Officials say criminals are posing as city workers to gain access to homes

DANVILLE, VIRGINIA - Homeowners beware.

Thieves posing as utility workers are targeting residents across Danville and the surrounding area, said Joe King, assistant city manager for utilities. King said people claiming to be working on the behalf of Danville Utilities are knocking on doors and telling people that their utility or energy consumption is running unusually high.

The impostors then offer to inspect the home or apartment for free to find out why energy costs are so high. They walk through the home, but may actually be casing the home for a future burglary, or they may steal something, officials said. Using the ruse that they're conducting an energy audit might make sense to customers, but the utility company doesn't even do energy audits.

"We do not have an energy audit program or an energy inspection team or anything like that," said Kevin Martin, key accounts manager for Danville Utilities. "Anyone showing up at a door saying that they're with an audit or inspection team is suspect," he said. "For most of the services Danville Utilities offers, the utility service does not go in the home.
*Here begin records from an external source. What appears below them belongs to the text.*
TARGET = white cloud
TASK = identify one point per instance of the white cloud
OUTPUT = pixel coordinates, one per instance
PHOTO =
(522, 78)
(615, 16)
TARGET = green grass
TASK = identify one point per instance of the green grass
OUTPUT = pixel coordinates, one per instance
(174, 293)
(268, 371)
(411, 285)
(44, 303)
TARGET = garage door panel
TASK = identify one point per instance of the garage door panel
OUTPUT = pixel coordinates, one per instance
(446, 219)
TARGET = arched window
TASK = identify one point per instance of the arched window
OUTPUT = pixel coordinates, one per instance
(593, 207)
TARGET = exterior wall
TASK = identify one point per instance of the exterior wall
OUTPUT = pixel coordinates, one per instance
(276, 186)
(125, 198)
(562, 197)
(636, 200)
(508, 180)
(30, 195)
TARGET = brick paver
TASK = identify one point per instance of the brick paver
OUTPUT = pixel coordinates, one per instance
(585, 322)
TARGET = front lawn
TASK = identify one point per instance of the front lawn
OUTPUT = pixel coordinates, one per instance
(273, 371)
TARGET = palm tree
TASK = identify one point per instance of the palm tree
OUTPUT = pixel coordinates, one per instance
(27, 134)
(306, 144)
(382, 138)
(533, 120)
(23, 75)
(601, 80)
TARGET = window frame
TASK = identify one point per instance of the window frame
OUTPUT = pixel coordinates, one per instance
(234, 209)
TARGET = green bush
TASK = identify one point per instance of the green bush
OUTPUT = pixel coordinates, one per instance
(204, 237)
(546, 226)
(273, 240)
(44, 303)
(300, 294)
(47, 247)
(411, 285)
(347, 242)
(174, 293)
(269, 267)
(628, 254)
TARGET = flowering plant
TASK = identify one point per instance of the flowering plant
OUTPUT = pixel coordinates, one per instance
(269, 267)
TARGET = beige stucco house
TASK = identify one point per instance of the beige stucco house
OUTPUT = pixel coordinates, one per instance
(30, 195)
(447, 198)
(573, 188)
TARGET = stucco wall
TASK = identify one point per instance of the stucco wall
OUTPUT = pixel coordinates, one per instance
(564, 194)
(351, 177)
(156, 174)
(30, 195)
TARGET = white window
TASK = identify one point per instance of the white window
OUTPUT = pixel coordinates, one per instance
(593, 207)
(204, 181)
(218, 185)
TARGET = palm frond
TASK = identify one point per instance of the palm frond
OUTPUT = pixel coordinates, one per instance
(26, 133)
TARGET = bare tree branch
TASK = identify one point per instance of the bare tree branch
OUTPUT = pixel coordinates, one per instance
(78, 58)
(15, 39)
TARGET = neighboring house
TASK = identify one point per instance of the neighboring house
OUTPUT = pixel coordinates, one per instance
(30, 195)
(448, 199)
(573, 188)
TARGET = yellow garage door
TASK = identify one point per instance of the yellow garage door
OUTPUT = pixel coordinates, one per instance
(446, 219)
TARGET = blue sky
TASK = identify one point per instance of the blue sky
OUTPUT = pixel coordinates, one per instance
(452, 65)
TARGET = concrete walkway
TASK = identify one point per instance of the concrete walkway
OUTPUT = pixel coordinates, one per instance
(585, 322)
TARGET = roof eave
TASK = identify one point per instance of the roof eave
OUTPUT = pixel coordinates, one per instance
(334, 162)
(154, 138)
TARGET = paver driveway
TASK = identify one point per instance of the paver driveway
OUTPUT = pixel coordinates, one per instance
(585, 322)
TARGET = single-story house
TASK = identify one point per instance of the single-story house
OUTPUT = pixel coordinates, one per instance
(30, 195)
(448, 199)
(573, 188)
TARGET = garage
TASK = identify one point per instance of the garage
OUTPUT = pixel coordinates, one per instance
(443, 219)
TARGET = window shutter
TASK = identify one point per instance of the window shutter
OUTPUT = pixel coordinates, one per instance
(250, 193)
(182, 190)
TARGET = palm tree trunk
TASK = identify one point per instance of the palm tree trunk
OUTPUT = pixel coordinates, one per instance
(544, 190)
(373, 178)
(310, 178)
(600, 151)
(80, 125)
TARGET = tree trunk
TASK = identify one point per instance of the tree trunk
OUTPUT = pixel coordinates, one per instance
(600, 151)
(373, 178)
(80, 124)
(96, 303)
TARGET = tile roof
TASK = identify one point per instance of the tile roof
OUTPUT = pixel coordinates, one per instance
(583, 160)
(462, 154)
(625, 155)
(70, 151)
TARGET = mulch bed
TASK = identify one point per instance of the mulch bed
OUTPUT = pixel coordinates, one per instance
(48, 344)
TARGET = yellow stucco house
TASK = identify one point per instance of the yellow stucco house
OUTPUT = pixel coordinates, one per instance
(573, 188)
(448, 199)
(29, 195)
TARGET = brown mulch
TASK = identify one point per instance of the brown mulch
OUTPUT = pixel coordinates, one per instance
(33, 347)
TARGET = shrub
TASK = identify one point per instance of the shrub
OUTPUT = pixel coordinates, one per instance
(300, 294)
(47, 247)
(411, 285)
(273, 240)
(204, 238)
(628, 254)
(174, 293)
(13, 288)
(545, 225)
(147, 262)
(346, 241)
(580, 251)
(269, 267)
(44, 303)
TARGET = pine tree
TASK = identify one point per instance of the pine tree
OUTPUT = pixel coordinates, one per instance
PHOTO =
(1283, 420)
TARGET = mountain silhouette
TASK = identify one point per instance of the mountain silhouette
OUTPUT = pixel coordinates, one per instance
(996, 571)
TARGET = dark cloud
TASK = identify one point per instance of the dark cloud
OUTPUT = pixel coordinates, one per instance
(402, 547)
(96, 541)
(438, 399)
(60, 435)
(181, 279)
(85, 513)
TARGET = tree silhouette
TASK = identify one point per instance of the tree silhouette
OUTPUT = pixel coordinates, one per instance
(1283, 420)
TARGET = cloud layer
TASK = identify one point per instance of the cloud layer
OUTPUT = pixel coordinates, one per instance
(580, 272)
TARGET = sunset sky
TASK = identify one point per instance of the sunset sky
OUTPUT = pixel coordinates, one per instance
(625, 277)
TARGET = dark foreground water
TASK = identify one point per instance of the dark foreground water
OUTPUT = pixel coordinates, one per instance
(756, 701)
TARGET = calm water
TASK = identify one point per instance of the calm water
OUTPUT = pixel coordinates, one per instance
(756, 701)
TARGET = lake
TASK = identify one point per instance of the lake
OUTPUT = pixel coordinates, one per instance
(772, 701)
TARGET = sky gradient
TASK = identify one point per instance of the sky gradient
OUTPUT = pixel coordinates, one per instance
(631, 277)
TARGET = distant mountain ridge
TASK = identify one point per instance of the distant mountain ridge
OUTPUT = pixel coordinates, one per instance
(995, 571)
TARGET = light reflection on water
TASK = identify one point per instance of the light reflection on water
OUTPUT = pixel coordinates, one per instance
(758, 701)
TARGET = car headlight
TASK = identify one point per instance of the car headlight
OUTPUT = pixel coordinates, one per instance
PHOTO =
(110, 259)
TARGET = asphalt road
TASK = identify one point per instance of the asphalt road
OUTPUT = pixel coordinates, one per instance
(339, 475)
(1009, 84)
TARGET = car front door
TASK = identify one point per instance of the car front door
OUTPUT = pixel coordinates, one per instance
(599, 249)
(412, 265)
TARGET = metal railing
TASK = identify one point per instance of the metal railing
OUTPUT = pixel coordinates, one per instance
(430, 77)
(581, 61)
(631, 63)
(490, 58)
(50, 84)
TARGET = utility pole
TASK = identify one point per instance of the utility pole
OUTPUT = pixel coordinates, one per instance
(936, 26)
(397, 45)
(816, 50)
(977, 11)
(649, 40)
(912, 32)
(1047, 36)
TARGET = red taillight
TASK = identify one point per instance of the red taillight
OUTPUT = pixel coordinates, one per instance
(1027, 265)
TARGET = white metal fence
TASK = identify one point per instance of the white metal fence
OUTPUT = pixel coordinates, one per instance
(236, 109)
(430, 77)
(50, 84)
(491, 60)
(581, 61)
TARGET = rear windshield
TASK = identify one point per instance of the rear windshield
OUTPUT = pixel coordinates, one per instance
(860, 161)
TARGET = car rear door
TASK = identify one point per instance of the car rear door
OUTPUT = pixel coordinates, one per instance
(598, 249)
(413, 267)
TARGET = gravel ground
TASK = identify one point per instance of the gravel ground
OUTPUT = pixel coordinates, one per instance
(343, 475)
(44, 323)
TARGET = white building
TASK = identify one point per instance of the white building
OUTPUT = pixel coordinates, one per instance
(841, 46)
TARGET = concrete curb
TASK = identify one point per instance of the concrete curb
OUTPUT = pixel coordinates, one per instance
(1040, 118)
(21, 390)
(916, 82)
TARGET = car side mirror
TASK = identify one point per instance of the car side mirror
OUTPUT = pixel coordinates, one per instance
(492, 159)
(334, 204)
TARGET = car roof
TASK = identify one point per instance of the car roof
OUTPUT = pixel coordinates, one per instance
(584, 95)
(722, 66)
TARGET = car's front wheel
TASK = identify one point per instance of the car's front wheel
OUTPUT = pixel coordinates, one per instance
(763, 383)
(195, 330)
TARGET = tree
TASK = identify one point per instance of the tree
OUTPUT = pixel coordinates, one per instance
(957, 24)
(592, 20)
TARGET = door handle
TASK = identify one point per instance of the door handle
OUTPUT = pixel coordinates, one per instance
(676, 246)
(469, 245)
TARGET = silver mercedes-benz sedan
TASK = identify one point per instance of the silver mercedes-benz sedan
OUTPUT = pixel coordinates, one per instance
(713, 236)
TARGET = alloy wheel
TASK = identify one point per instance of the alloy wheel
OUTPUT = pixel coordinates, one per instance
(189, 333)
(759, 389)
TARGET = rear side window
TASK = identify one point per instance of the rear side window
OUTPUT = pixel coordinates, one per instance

"The only time a Danville utility worker would have a reason to be in the home is if a customer calls us to come out and light a pilot light and we schedule a time to meet you. There's no door-to-door soliciting or selling services." If a Danville utility worker ever did show up at a customer's door they'd be in uniform, with an identity badge and driving a clearly marked city vehicle, King said. "Scam artists rely on people believing they are a person with some authority when they do this," he said. "These guys are counting on people thinking they are legitimate. They manipulate people into thinking they have nothing to fear." Customers also may find an independent contractor at their door selling windows or other services and claiming to be authorized by Danville Utilities to sell their product. "We don't do that," King said of contractors selling products. "And, we never ask for entry into anybody's house." Not everyone falls for the energy audit scam. But the elderly and those not familiar with how the utility company works may fall victim to the ruse.

Some people get the feeling that something's not quite right, or they may feel fearful when pressured to let a stranger in their home and let the person in anyway. "If you feel threatened in any way, call the police first," King said. "There is nobody working for the city or representing the city that is doing this (audits)." He said after calling the police, victims of the scam should call the utility company's customer service department. At least one of these so-called home surveys has turned into a theft, King said. One elderly Pittsylvania County resident on Franklin Turnpike reported her purse was stolen during a fake energy audit.

King said the woman allowed a man claiming to be with the utility company into her home to do an energy audit. He walked through the house with the woman and then told the woman that Danville Utilities would mail her a copy of his report with advice on hat conservation measures to use. He then left. It was only later that the woman discovered her purse was missing. Danville Utilities does have information about energy conservation they can send customers, but they do not do not inspect homes at all, Martin said. King and Martin also noted that being a city employee does not give anyone the right to come into a person's home.